No. You are completely missing the point.
For starters, you keep changing your story what bitcoin is. An asset or money?
Years ago, we were told that bitcoin was the money of the future. However, we now know that it won't ever be. It's transactions are painfully slow to confirm and very expensive. No way it will ever have a chance as payment system against the thousands of modern Fintech solutions available.

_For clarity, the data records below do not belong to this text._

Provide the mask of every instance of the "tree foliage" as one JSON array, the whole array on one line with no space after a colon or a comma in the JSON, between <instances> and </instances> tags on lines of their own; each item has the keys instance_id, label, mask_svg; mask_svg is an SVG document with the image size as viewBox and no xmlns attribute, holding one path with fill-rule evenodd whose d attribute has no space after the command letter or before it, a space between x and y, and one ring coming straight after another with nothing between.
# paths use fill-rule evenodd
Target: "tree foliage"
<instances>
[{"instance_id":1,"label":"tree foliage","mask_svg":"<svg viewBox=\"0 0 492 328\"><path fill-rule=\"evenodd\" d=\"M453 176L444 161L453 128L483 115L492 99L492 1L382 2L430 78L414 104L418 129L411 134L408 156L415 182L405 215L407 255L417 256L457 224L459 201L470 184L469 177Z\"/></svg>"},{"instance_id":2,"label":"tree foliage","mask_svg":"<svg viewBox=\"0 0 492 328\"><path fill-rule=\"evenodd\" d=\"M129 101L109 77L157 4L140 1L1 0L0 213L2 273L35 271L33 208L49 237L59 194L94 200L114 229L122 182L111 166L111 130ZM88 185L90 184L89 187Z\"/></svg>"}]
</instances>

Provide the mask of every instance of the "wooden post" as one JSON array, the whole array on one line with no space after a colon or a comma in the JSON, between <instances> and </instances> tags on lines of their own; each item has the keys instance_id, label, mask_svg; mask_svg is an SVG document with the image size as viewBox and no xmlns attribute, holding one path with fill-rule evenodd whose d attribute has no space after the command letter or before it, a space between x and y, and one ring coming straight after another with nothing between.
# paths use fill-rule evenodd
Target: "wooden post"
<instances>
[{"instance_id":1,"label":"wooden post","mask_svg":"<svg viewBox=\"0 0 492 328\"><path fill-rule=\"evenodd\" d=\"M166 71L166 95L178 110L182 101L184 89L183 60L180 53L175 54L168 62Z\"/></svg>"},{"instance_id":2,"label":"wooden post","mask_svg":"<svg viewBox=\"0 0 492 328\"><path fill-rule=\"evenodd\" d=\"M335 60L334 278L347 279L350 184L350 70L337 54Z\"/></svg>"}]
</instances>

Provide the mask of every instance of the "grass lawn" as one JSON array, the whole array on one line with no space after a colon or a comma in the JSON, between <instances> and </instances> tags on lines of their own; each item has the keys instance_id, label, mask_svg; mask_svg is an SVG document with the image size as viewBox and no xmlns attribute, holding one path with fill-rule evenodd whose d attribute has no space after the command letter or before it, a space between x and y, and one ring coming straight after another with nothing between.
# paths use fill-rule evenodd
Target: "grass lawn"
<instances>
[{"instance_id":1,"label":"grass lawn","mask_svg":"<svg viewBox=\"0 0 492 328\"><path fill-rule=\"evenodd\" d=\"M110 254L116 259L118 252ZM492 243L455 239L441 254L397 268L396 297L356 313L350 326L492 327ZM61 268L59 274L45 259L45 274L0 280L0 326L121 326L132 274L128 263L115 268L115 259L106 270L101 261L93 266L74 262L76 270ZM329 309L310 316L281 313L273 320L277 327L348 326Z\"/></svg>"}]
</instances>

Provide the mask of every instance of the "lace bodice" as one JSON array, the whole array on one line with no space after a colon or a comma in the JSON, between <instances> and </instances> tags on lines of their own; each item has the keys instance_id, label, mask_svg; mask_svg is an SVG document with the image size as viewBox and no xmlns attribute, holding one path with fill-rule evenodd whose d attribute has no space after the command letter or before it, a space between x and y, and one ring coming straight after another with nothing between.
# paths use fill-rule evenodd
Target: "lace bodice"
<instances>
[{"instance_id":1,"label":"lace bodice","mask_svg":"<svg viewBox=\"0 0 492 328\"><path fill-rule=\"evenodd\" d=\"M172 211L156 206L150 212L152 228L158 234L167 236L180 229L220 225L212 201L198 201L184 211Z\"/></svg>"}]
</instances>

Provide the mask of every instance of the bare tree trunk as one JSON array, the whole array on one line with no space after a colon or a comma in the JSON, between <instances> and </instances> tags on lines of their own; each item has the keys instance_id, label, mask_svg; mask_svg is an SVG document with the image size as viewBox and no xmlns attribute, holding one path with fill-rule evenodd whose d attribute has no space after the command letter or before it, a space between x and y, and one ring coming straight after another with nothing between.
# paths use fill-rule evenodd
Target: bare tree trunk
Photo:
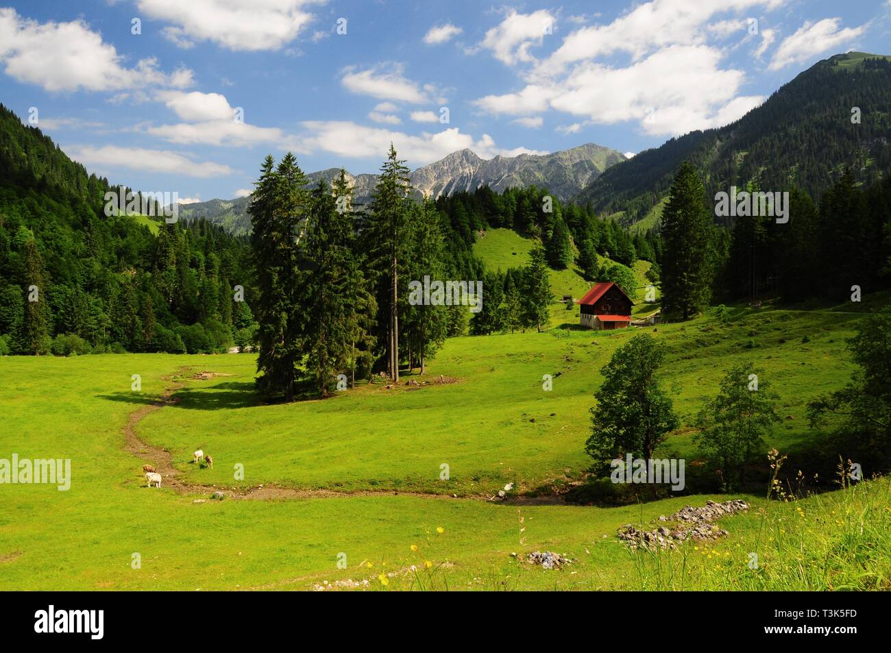
<instances>
[{"instance_id":1,"label":"bare tree trunk","mask_svg":"<svg viewBox=\"0 0 891 653\"><path fill-rule=\"evenodd\" d=\"M394 252L393 252L393 298L392 298L392 311L393 311L393 382L399 382L399 308L396 306L396 300L398 298L398 292L396 289L396 245L394 241Z\"/></svg>"}]
</instances>

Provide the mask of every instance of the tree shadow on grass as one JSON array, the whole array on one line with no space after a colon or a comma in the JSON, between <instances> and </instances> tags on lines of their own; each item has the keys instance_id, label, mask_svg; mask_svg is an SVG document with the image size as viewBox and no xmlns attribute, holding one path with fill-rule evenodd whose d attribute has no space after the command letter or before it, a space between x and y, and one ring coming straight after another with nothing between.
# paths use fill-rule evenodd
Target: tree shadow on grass
<instances>
[{"instance_id":1,"label":"tree shadow on grass","mask_svg":"<svg viewBox=\"0 0 891 653\"><path fill-rule=\"evenodd\" d=\"M137 392L119 392L114 395L99 395L108 401L125 402L147 405L161 401L158 396L146 396ZM253 381L227 381L214 386L185 387L173 393L176 403L169 405L198 411L221 411L250 408L264 405L262 397L254 389Z\"/></svg>"}]
</instances>

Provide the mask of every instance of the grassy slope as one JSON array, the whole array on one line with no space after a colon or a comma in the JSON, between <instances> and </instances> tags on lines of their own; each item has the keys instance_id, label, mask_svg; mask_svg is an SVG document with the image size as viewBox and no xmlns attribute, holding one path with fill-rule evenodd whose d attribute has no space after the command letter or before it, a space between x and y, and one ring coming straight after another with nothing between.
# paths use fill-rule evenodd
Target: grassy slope
<instances>
[{"instance_id":1,"label":"grassy slope","mask_svg":"<svg viewBox=\"0 0 891 653\"><path fill-rule=\"evenodd\" d=\"M486 236L478 240L473 245L474 256L481 258L486 269L501 270L510 267L523 267L529 261L529 252L535 242L528 238L523 238L512 229L489 229ZM612 260L598 256L601 266L609 265ZM635 299L636 306L632 314L637 316L652 313L658 306L649 305L643 301L643 288L650 282L644 274L650 267L647 261L638 261L633 268L637 277L640 297ZM587 292L592 283L584 281L578 267L573 264L566 270L551 270L551 290L554 294L554 306L552 310L550 326L560 326L564 322L578 323L578 306L573 306L571 311L566 310L566 305L560 301L563 295L572 295L573 299L578 299Z\"/></svg>"},{"instance_id":2,"label":"grassy slope","mask_svg":"<svg viewBox=\"0 0 891 653\"><path fill-rule=\"evenodd\" d=\"M688 418L723 369L756 357L776 381L782 413L794 418L771 440L784 449L818 435L805 425L805 404L839 387L850 373L842 339L854 317L768 310L745 312L726 327L708 319L665 325L657 332L671 352L664 381ZM811 338L807 344L800 341L805 334ZM2 358L2 457L14 452L20 457L70 458L74 482L67 493L45 486L0 486L0 589L305 589L322 579L373 579L380 569L403 568L420 558L454 564L434 577L447 579L452 587L671 585L678 577L662 567L648 575L650 580L638 576L635 559L611 535L621 524L650 520L704 497L642 508L527 506L519 513L516 506L480 501L388 494L193 503L192 497L166 487L143 487L141 461L121 450L127 414L160 395L162 375L190 365L233 376L190 383L178 405L149 415L138 428L151 443L169 447L192 480L232 484L233 466L241 462L247 485L463 494L491 492L516 478L525 490L577 476L584 467L581 449L598 370L629 335L564 331L456 339L430 372L454 375L462 383L413 392L373 386L327 401L272 406L259 405L250 392L254 360L247 355ZM749 339L756 349L746 348ZM556 371L562 373L553 391L543 392L541 375ZM133 373L142 374L140 395L129 389ZM213 470L187 464L198 445L213 453ZM689 433L674 436L668 446L691 453ZM451 466L450 481L437 479L442 462ZM842 500L836 496L822 501ZM812 519L836 510L818 512L802 505ZM885 505L887 498L882 510ZM797 514L779 504L772 510L777 518ZM838 510L839 521L850 520L844 513L847 508ZM519 514L526 526L522 545ZM445 533L437 534L437 526ZM818 527L816 521L812 526ZM744 538L754 536L760 518L732 518L726 527L733 535L717 547L732 554L723 575L714 575L719 572L704 551L688 551L690 565L703 566L703 586L738 580L745 563L740 556L752 546ZM824 539L829 552L819 549L807 555L825 559L849 542L832 534ZM421 547L418 553L409 551L412 543ZM577 574L521 569L508 555L536 549L578 559L573 567ZM130 567L136 551L143 557L139 570ZM336 568L340 551L347 554L347 570ZM804 550L792 552L805 555ZM794 559L780 549L774 557L777 565ZM659 564L675 559L677 555L666 557ZM373 568L358 567L365 560ZM638 559L636 564L649 563ZM803 579L797 586L825 582ZM406 583L396 577L391 586Z\"/></svg>"}]
</instances>

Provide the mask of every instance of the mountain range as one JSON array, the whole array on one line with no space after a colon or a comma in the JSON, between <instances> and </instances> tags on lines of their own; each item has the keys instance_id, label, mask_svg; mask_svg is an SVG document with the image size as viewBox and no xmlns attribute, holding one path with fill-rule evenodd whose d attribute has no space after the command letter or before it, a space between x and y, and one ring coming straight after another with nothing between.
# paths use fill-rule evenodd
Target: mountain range
<instances>
[{"instance_id":1,"label":"mountain range","mask_svg":"<svg viewBox=\"0 0 891 653\"><path fill-rule=\"evenodd\" d=\"M653 217L684 160L708 197L752 184L794 185L817 200L846 168L872 184L891 172L891 57L850 52L819 61L740 119L638 152L576 199L626 225Z\"/></svg>"},{"instance_id":2,"label":"mountain range","mask_svg":"<svg viewBox=\"0 0 891 653\"><path fill-rule=\"evenodd\" d=\"M592 181L610 166L625 161L621 152L593 143L551 154L519 154L516 157L496 156L481 159L469 149L459 150L409 174L416 199L429 196L434 200L462 191L475 191L488 185L501 192L505 188L539 185L560 200L578 195ZM307 175L310 187L324 179L329 184L340 175L340 168L331 167ZM371 200L377 184L377 175L347 173L356 201L364 204ZM190 220L204 217L236 235L250 231L247 214L250 198L210 200L184 204L180 217Z\"/></svg>"}]
</instances>

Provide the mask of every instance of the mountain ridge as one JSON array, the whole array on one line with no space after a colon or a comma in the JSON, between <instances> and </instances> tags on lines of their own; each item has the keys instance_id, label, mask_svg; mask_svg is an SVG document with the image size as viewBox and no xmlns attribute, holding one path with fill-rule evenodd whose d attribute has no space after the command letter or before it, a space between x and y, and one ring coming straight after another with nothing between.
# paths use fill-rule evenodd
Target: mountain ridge
<instances>
[{"instance_id":1,"label":"mountain ridge","mask_svg":"<svg viewBox=\"0 0 891 653\"><path fill-rule=\"evenodd\" d=\"M415 168L409 173L409 180L417 200L425 195L436 200L443 195L472 192L484 185L501 192L512 186L535 184L546 187L559 200L566 200L581 192L608 167L625 159L617 150L593 143L548 154L497 155L492 159L483 159L470 148L464 148ZM322 179L330 184L339 174L339 167L308 173L307 186L315 186ZM357 203L367 203L378 175L347 172L346 177ZM179 215L185 220L205 217L236 235L246 234L250 231L250 217L247 215L249 201L249 195L233 200L214 198L181 205Z\"/></svg>"},{"instance_id":2,"label":"mountain ridge","mask_svg":"<svg viewBox=\"0 0 891 653\"><path fill-rule=\"evenodd\" d=\"M891 57L835 54L729 125L669 139L609 167L577 200L630 226L666 197L684 160L699 169L709 197L754 183L765 191L795 185L817 200L846 167L862 183L891 172L889 107Z\"/></svg>"}]
</instances>

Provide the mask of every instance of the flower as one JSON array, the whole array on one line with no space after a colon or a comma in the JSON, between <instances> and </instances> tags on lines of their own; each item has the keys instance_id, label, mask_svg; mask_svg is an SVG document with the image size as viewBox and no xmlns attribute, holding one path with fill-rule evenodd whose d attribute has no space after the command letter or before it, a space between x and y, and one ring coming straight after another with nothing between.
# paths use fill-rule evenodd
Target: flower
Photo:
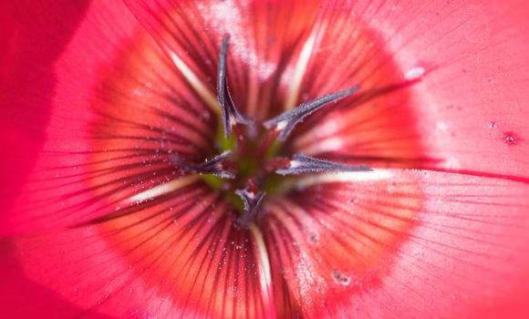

By now most of the evangelists have abandoned the money story and we are now told that bitcoin is an asset to protect against inflation. The problem with that is that assets better have value or how can they protect against inflation. I will argue that bitcoin is the most rampant inflationary asset ever: it appreciates in value without any reason. The comparison against securities doesn't hold, as securities are a certificate proving your fractual ownership of an underlying asset (a company when we have shares, a debt claim when we have bonds, a part of a diversified portfolio when we have funds). Bitcoin is neither, it is just the certificate but it's empty, there is no underlying. When I say that, the evangelists say: "but the Dollar". Problem is, we just established bitcoin ain't no money, it's an asset. If you want to protect against inflation, buy real estate, buy land, buy ownership in a diversified portfolio of companies earning money and paying dividends. Why would bitcoin protect against inflation? Yes, there is finite supply, but why would people buy it in the first place? It's only a belief system, the moment the belief stops, there is zero value left. That does not apply to real estate or equities: when belief stops, there is still intrinsic value. The valuation of the asset may have been wrong, but there is value. Explain to me where the value in a crypto computer file is.
No matter how you spin it, you have to settle for money or asset - and I say it lacks critical property of both.
And please don't use price as proof. I didn't want to own bitcoin when it was $1 and I don't want to own it now. Does that mean I have been proven wrong? No, it doesn't. I was short Wirecard for a long time and it cost me a lot of money until the bubble finally burst. You can also use pets.com as an example. Where the investors in the company proven right by its ballooning share price? They certainly thought so - until the price corrected and the company filed for bankruptcy. You can use any other bubble as an example: tulips, the south sea bubble, railroads - the price seemed to prove the cult investors until it didn't anymore. The same will happen with bitcoin.
And now I am meeting friends for a bicycle tour in the sun.